India must radically review its nuclear power policy for appropriateness, safety, cost and public acceptance, based on a holistic view of the country's energy needs and best ways of sustainably meeting them. There should be a moratorium on further civilian nuclear activity. The Ministry of Environment and Forests must revoke all conditional clearances granted for nuclear projects, including Jaitapur and other reactors, says a CNDP statement issued here on Monday.
In Japan, three Fukushima Daiichi reactors have suffered a loss-of-coolant accident and may yet undergo a partial or complete core meltdown with catastrophic consequences. There have been radioactive releases of unspecified quantities from the reactors. Radioactivity from Fukushima has been detected 100 km away, says the CNDP.
There is clinching evidence of reactor core/fuel damage in Reactor 1, which suffered two explosions, while Reactor 3 suffered one explosion. The situation is not yet under control despite desperate measures like pumping seawater into the reactors. There are fears that spent fuel rods stored in the Reactor 1 building, in keeping with the General Electric design, may pose a grave hazard because of the flooding of the site following the March 11 quake-tsunami. These rods contain large quantities of high level radioactive waste, according to the statement.
Small individual incidents at nuclear plants can combine to cause a serious accident. In Fukushima, the earthquake cut off primary power supply to the reactors. The reactors had backup power supply, but this too was damaged. The loss of cooling power led to the explosions.
Japan is a technologically advanced country and its reactors are designed to withstand quakes and tsunamis. But the Fukushima crisis shows that all nuclear reactors are vulnerable to catastrophic accidents irrespective of safety measures, says the CNDP.

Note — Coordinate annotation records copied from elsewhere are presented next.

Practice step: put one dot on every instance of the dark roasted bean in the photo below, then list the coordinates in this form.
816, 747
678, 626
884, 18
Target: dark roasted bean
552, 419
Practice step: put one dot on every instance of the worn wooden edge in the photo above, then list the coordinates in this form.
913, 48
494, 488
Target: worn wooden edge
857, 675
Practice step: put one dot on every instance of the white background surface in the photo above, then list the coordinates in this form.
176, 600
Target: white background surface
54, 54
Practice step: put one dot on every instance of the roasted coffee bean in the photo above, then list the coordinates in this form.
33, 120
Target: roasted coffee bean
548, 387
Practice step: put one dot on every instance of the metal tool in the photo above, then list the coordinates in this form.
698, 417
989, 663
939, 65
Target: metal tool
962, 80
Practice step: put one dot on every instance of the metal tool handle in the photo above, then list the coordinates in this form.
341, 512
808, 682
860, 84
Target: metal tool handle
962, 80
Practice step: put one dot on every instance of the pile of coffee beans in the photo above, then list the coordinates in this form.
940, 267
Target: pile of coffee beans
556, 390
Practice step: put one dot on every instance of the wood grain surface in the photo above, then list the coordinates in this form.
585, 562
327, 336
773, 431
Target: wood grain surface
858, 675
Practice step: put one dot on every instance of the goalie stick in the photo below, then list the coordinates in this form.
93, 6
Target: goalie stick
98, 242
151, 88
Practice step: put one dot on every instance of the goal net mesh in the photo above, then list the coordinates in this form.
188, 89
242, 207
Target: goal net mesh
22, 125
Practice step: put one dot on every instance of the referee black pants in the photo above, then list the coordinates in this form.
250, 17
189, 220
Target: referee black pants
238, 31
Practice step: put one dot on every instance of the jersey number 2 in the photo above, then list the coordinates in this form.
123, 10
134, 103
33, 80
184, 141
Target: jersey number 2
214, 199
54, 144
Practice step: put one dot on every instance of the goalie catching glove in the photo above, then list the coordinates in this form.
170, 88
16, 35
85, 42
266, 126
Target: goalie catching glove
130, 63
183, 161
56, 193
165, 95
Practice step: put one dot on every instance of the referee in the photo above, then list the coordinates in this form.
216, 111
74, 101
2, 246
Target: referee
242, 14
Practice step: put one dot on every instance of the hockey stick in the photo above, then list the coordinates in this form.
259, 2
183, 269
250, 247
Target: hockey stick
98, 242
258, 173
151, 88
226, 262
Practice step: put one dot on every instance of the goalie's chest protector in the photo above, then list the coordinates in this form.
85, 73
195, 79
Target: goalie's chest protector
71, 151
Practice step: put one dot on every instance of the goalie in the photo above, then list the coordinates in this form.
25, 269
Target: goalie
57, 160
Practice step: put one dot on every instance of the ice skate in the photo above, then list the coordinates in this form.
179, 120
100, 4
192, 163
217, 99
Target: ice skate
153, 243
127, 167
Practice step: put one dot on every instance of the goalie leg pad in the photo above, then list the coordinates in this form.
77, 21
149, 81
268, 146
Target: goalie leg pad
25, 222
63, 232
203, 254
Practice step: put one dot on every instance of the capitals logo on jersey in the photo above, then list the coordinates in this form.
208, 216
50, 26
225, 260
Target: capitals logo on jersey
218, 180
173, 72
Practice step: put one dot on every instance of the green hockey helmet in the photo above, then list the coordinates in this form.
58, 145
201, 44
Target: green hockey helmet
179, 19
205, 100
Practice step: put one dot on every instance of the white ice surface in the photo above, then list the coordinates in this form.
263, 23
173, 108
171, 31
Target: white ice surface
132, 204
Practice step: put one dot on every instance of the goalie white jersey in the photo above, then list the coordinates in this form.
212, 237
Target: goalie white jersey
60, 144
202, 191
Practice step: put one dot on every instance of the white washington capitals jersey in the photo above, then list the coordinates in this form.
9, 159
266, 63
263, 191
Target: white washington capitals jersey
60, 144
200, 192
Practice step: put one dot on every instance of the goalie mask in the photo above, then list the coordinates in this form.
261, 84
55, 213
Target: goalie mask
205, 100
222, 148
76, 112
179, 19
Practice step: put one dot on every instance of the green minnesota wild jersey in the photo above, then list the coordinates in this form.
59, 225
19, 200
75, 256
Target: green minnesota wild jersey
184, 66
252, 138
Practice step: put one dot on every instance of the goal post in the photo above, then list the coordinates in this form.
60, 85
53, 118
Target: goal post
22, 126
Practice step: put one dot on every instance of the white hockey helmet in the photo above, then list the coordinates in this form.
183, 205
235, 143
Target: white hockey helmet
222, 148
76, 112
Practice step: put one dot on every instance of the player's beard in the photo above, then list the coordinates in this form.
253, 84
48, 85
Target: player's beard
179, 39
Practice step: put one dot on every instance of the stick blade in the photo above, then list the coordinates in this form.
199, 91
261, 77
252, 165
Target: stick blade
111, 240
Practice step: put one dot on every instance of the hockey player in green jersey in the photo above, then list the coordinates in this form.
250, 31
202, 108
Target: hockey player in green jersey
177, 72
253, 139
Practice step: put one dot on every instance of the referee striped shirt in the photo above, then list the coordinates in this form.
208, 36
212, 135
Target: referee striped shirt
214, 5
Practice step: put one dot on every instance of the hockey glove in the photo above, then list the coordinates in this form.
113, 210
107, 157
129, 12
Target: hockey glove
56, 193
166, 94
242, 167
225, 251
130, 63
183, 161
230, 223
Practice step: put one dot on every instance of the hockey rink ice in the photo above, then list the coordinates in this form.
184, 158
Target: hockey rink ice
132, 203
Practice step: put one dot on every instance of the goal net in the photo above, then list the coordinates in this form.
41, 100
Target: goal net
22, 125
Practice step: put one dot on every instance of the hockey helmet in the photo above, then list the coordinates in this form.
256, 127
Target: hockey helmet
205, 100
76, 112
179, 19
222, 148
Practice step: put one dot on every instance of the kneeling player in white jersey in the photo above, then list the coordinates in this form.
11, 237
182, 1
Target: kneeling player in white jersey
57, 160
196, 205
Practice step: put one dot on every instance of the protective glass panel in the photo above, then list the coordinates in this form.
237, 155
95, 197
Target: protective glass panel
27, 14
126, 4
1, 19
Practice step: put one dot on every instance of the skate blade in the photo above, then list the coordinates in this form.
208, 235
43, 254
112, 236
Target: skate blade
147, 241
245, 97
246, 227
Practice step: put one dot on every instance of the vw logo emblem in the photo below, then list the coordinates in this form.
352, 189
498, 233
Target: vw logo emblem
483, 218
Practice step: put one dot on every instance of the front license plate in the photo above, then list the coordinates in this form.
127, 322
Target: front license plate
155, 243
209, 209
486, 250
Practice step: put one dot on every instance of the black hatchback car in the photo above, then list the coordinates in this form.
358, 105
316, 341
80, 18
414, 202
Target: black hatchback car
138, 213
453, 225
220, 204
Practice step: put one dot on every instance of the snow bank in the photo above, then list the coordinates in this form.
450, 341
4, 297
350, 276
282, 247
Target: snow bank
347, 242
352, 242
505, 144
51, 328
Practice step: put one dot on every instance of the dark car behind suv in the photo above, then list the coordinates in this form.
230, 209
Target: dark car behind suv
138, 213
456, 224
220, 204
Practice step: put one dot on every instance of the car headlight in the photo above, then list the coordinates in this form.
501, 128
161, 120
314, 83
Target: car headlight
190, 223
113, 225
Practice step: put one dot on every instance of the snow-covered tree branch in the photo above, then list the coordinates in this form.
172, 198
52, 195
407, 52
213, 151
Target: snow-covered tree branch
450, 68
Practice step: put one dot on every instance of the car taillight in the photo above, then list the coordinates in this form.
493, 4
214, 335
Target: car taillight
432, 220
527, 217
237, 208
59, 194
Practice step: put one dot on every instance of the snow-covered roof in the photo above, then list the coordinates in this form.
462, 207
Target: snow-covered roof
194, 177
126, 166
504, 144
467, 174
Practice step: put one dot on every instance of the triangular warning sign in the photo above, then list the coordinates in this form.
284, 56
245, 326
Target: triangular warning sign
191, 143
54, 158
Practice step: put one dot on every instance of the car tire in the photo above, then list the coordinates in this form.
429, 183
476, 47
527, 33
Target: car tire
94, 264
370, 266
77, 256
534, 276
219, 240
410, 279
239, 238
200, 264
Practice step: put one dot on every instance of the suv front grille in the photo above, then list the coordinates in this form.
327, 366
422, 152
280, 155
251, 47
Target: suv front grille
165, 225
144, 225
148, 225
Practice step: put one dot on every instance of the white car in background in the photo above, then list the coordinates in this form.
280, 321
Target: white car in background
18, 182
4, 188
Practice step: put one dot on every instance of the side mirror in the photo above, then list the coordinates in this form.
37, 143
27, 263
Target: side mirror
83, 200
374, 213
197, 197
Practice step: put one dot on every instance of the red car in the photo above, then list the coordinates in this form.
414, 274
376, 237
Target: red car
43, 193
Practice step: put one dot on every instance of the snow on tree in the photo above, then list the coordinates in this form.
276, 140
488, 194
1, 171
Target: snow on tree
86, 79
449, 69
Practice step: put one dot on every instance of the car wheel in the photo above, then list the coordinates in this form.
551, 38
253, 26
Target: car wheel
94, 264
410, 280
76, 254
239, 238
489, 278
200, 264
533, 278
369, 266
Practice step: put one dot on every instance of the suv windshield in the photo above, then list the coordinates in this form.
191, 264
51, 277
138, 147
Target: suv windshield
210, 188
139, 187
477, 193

India is planning the world's largest nuclear complex on the Konkan coast in Jaitapur and several other “nuclear power parks” along the coast and inland. However, the country does not even have an independent regulatory authority that can evaluate and certify reactor designs and set its own safety regulations and standards. Under the circumstances, further nuclear expansion is highly irrational, says the CNDP.